Residents of Chile, who are accustomed to living in the most stable economy in Latin America, are using stablecoins to preserve their assets from recent record inflation and the peso’s continuing depreciation. In the past three months, stablecoin transactions on local crypto exchanges have increased by 50%.
The two most widely used stablecoins, tether (USDT) and USD coin (USDC), saw a 50% increase in purchases during the second quarter of 2022, according to Eduardo Pérez de Castro, country manager of CryptoMarket Chile, an exchange with 200,000 members in the nation.
“Today, stablecoins represent 30% of users’ total purchases, and what they mostly choose to buy if it is their first time using the platform”
The deteriorating economic environment in Chile is a factor in stablecoin’s rising popularity. The nation’s 12-month inflation increased to 12.5% in June, the highest level in 28 years. After plunging 3.7 percent in one day, the peso value touched a record low of 1,045 against U.S. dollar one month later, prompting the central bank’s $25 billion intervention in the foreign exchange market to prevent further depreciation.
Pérez de Castro claims that political unpredictability is mostly to blame for the recent instability of the Chilean currency rate. The Chilean Constitution, which hasn’t been changed since 1980, when dictator Augusto Pinochet was in power, will be put to the people’s vote in September.
The vote is connected to what Chileans refer to as the “social outburst,” a string of demonstrations that happened in October 2019 in response to an increase in the cost of public transportation. The riots, which continued until March 2020 and were accompanied by military violence, bus fires, and numerous fatalities, helped left-wing leader Gabriel Boric defeat the right-wing incumbent government in the presidential election of December 2021.
Due to this unpredictability, demand for American dollar bank accounts increased by 200 percent at local banks between April 2021 and April 2022. However, opening a foreign exchange account is not a simple process in Chile
Due to a “lack of regulation” and “uncontrollable dangers of money laundering,” traditional banks like Banco del Estado de Chile, Bank Ita, and Scotiabank, among others, started closing the bank accounts of the exchanges in 2018, as other cryptocurrency exchanges were trying to open up shop in Chile. The choice endangered bitcoin platforms’ financial stability and hindered their business in the country.
The nation’s Competition Court was immediately notified by the cryptocurrency exchanges Buda, CryptoMKT, and OrionX, which then filed lawsuits against 10 of the largest financial institutions in the nation for “abuse of dominant position.” Banks were required to reinstate the exchanges’ bank accounts by the Competition Court one month later.

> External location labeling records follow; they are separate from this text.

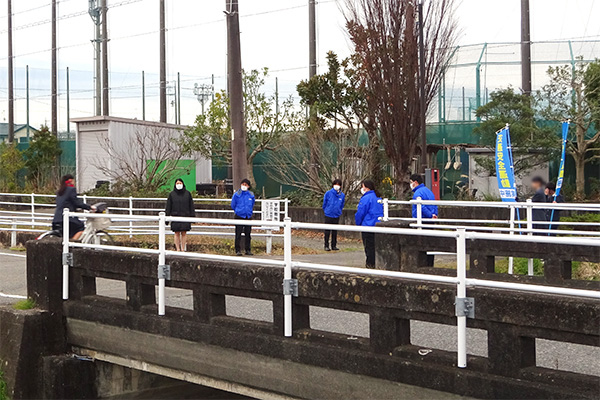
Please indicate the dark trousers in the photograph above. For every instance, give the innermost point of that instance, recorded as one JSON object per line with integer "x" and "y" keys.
{"x": 333, "y": 234}
{"x": 245, "y": 229}
{"x": 75, "y": 225}
{"x": 369, "y": 244}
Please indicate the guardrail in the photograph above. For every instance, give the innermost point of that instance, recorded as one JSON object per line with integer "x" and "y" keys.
{"x": 514, "y": 221}
{"x": 36, "y": 222}
{"x": 464, "y": 305}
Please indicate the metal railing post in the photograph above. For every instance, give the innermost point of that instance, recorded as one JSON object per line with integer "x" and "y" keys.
{"x": 511, "y": 260}
{"x": 32, "y": 210}
{"x": 386, "y": 209}
{"x": 269, "y": 241}
{"x": 461, "y": 293}
{"x": 287, "y": 275}
{"x": 13, "y": 233}
{"x": 419, "y": 213}
{"x": 161, "y": 262}
{"x": 529, "y": 228}
{"x": 130, "y": 214}
{"x": 66, "y": 256}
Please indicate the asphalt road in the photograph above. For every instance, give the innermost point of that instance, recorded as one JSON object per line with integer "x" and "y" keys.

Exchanges are looking for rules that will give them legal safeguards, and that they anticipate Congress to pass a Fintech Law, which has been up for discussion for three years, in its upcoming session. Furthermore, the Chilean government has assembled a team to draft a white paper for the creation of a central bank digital currency (CBDC) in the first quarter of 2022. The central bank later said that “there is not yet enough information to make a final decision regarding the issuance of a CBDC.”